No deseaba que llegase
el lunes al atardecer. En casa se trabajaba todos los días. El juego era para
los gatos. Nos criaron con el azadón y el rejo en la mano. Había que ganarse la
comida desde que se caminaba solo.
El lunes, día de
mercado. Se trabajaba desde el sábado para aprontar el pan, el chirrinchi, la
chicha y el guarapo para el descanso pasajero de quienes regresaban, ya a pie,
o a caballo, a sus hogares, luego de trepar ocho kilómetros desde Puente
Nacional por el camino de las ollas y la sal, el día de mercado.
Miguel iba cada lunes
a hacer el mercado y vender las almojábanas y el aguardiente. No había día que
no llegase con las cervezas en el cabeza botado sobre el “cinco pesos” que
siempre llegó a la casa, así fuese tarde de la noche.
Vitelba lo esperaba
silenciosa y con rabia. El viejo gastaba las utilidades de la tienda con los
amigos, mientras dejaba el mercado en cualquier parte y debía regresar el
martes a rescatarlo.
Ese lunes, como otros
tantos, se enfrascaron con ofensivas palabras. Se fueron a manos. Él, mediano y
fornido, intentaba coger las manos de ella para evitar los golpes o rechazar
cualquier elemento que encontrara a su paso para castigar y al esposo
derrochador.
La gresca fue en la
pieza que servía de sala. De las palabras pasaron a los golpes. Estaban en el
suelo, dándose. Miguel acaballado sobre ella golpeándole, y ella, intentado
defenderse.
En una puntilla de la
pared blanca de cal, estaba colgada la escopeta de fisto para cazar aves.
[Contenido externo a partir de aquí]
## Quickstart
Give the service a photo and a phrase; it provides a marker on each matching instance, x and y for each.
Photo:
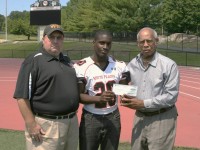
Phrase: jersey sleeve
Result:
(80, 71)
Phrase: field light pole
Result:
(6, 26)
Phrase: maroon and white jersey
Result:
(97, 80)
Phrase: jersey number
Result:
(100, 86)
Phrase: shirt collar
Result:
(49, 57)
(153, 61)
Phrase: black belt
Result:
(68, 116)
(100, 115)
(162, 110)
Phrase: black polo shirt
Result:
(49, 83)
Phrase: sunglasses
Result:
(147, 41)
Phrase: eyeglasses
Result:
(55, 38)
(147, 41)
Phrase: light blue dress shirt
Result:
(158, 84)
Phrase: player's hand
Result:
(35, 131)
(131, 102)
(107, 96)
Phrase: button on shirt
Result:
(158, 83)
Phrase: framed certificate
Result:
(120, 89)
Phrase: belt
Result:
(68, 116)
(162, 110)
(100, 115)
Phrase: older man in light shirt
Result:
(157, 79)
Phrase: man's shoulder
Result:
(83, 62)
(31, 57)
(165, 59)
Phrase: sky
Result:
(19, 5)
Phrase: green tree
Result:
(18, 23)
(181, 15)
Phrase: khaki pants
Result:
(61, 134)
(154, 132)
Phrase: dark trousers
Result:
(99, 130)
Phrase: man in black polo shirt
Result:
(47, 95)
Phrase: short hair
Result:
(102, 32)
(155, 35)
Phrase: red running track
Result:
(188, 104)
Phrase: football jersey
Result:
(97, 81)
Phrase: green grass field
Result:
(19, 47)
(14, 140)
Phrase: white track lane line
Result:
(190, 86)
(190, 95)
(190, 81)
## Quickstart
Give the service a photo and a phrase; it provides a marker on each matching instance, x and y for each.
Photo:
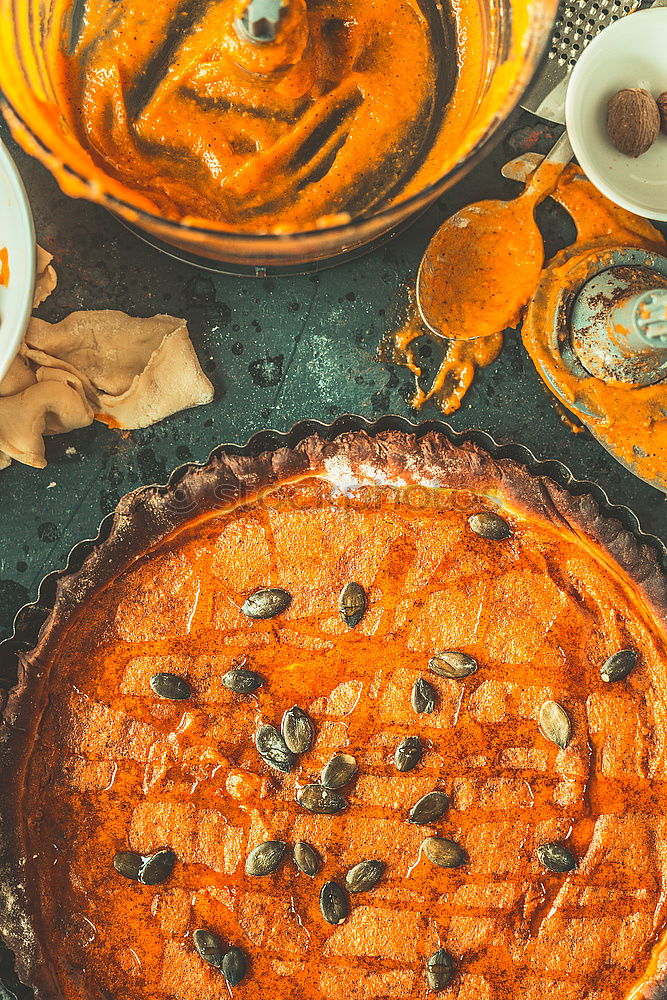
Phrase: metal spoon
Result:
(482, 266)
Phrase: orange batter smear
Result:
(113, 768)
(482, 265)
(457, 370)
(4, 267)
(599, 223)
(630, 420)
El
niño mayor con sus hermanos eran espectadores de las escenas con pánico, bajó la escopeta y
apunto al energúmeno marido, gritándole: ¡o deja de golpear a mi madre, o lo mato
¡
Fue un balde de agua
fría. El viejo se calmó. Dejo de golpearla. Se puso de pie, y se perdió en la
oscuridad de la noche. Al amanecer,
estaba trabajando como siempre. Empezaba otra semana.